PI. Avez-vous l’espoir que cela puisse se réaliser rapidement à l’échelle planétaire ?
SR. Nous sommes engagés dans une course contre la montre. Et c’est pourquoi les efforts individuels, les efforts du peuple, de la société civile, des ONG, sont si foncièrement importants. Parce que ce sont ces efforts qui détermineront une action collective et efficace, notre passage à l’acte ou non.

PI. Dans combien de temps faudra-t-il passer à l’action, selon vous ?
SR. C’est très difficile à dire, mais le changement peut intervenir dans peu de temps. Divers facteurs entrent en jeu. La menace sur l’environnement est celle qui pèse le plus, suivie de l’incertitude concernant la capacité de la planète. Nous avons une confiance aveugle envers la technologie et croyons que le génie humain peut résoudre tous les problèmes de l’avenir.
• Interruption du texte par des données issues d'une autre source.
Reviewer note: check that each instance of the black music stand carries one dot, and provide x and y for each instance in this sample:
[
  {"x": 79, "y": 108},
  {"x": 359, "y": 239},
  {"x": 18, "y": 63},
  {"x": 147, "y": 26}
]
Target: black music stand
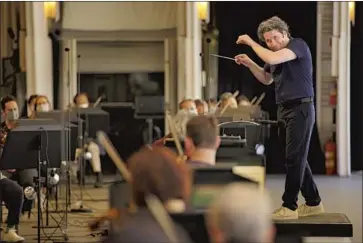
[
  {"x": 149, "y": 108},
  {"x": 30, "y": 146}
]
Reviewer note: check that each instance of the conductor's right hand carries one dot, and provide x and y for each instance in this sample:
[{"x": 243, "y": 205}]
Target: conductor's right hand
[{"x": 243, "y": 59}]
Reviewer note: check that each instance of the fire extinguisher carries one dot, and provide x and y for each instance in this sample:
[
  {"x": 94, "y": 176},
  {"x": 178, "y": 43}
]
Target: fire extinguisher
[
  {"x": 333, "y": 97},
  {"x": 330, "y": 157}
]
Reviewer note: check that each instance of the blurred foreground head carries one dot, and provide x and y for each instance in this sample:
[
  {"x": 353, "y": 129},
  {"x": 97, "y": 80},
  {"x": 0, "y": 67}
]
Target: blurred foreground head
[
  {"x": 241, "y": 214},
  {"x": 156, "y": 170},
  {"x": 228, "y": 99}
]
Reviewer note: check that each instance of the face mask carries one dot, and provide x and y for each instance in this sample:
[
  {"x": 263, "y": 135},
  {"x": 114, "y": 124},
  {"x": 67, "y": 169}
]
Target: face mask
[
  {"x": 212, "y": 110},
  {"x": 43, "y": 108},
  {"x": 12, "y": 115},
  {"x": 83, "y": 105},
  {"x": 192, "y": 111}
]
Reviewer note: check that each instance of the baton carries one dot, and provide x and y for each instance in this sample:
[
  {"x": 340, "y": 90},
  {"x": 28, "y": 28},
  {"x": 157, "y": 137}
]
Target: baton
[{"x": 224, "y": 57}]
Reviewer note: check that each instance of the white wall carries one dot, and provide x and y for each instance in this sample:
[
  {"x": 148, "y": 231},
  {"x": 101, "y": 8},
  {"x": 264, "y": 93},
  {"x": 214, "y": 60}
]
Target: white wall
[
  {"x": 114, "y": 16},
  {"x": 121, "y": 57},
  {"x": 324, "y": 79}
]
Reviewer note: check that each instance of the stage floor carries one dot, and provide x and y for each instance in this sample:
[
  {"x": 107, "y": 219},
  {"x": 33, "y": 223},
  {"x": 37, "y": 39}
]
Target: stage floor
[
  {"x": 340, "y": 195},
  {"x": 94, "y": 199}
]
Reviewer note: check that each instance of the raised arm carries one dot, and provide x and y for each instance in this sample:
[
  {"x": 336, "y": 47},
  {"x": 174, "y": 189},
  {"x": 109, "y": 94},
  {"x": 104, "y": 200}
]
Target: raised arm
[{"x": 262, "y": 75}]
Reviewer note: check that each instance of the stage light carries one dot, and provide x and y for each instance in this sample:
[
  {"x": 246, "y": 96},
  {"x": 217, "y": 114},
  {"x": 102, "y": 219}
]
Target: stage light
[
  {"x": 87, "y": 156},
  {"x": 50, "y": 10},
  {"x": 352, "y": 12},
  {"x": 203, "y": 11},
  {"x": 260, "y": 149}
]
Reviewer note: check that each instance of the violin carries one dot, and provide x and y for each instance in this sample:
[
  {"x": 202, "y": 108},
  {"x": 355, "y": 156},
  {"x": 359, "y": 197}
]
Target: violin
[{"x": 104, "y": 141}]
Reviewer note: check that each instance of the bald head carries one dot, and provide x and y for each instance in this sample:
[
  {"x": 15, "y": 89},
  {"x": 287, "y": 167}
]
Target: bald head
[{"x": 241, "y": 214}]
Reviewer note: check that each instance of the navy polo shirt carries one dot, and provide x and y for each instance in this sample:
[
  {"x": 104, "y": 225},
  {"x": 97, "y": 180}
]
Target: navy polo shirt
[{"x": 293, "y": 79}]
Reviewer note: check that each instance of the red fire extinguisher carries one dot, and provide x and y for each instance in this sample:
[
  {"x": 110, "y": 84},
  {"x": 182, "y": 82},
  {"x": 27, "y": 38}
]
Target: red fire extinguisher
[
  {"x": 330, "y": 157},
  {"x": 333, "y": 97}
]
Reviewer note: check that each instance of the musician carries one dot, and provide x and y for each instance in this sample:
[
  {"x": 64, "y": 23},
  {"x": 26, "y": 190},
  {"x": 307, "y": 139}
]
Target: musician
[
  {"x": 228, "y": 98},
  {"x": 288, "y": 63},
  {"x": 10, "y": 192},
  {"x": 23, "y": 177},
  {"x": 41, "y": 104},
  {"x": 243, "y": 101},
  {"x": 202, "y": 107},
  {"x": 241, "y": 213},
  {"x": 154, "y": 170},
  {"x": 202, "y": 141},
  {"x": 212, "y": 105},
  {"x": 187, "y": 109},
  {"x": 81, "y": 101}
]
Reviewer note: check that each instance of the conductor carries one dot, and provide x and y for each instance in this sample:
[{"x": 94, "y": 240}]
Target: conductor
[{"x": 288, "y": 63}]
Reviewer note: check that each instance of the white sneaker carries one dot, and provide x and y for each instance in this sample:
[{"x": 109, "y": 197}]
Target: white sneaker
[
  {"x": 305, "y": 210},
  {"x": 284, "y": 213},
  {"x": 12, "y": 236}
]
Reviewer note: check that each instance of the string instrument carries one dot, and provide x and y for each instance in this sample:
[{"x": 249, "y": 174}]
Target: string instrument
[{"x": 113, "y": 213}]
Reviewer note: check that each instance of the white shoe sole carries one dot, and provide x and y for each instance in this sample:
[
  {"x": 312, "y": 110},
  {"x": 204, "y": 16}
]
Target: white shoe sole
[
  {"x": 279, "y": 218},
  {"x": 311, "y": 214}
]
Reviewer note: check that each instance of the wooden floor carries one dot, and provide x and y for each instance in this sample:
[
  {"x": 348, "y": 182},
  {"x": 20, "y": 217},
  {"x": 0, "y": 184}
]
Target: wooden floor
[
  {"x": 341, "y": 195},
  {"x": 77, "y": 225}
]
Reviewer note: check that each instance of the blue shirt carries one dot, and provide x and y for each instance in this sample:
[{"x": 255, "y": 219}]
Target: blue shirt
[{"x": 293, "y": 79}]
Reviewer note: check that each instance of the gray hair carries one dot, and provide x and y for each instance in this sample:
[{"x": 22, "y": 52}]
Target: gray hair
[
  {"x": 242, "y": 212},
  {"x": 273, "y": 23}
]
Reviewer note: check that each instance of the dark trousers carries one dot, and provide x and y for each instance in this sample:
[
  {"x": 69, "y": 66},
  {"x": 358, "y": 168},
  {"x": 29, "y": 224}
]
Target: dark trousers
[
  {"x": 11, "y": 194},
  {"x": 299, "y": 120}
]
En fait, les savants nous disent : « Nous allons être confrontés à de graves problèmes ; ne comptez pas sur la science et la technologie pour les résoudre tous. »

PI. Nous ne semblons pas écouter avec beaucoup d’attention.
SR. Non, nous n’écoutons pas. J’ai pris connaissance des discours de tous les dirigeants intervenus au Sommet de la Terre ; très peu ont entendu ce message. Fidel Castro était l’un des rares à l’avoir entendu. Madame Brundtland (premier ministre de Norvège) l’a également entendu. Il n’y en a pas eu beaucoup d’autres.

PI. J’ai l’impression que nous avons besoin d’un événement dramatique pour nous pousser dans la bonne direction. Il est question d’un krach boursier à l’origine d’une crise économique de grande ampleur, qui pourrait ébranler le monde industrialisé et l’amener à un changement de priorités.
SR. Oui, et nous avons eu assez d’avertissements à ce sujet. Nous avons vraiment connu un krach boursier. Nous avons assisté à des paniques suite à la spéculation sur les monnaies ; très symboliques, parce qu’elles constituent des signaux d’alarme précoces et révélateurs de l’impuissance des pays. L’avenir de votre argent ne se trouve pas entre les mains du Trésor Public, mais entre les mains des spéculateurs. Nous avons eu tous les avertissements nécessaires.

PI. Faudra-t-il un krach économique ?...
SR. Non, car manifestement, ce serait catastrophique. Mais des temps durs sont nécessaires. Il ne semble pas que notre espèce humaine soit prête au changement autrement que sous l’effet de la peur ou de catastrophes. C’est terrible, si vous songez que ce qui nous différencie des autres espèces est supposé être notre intelligence.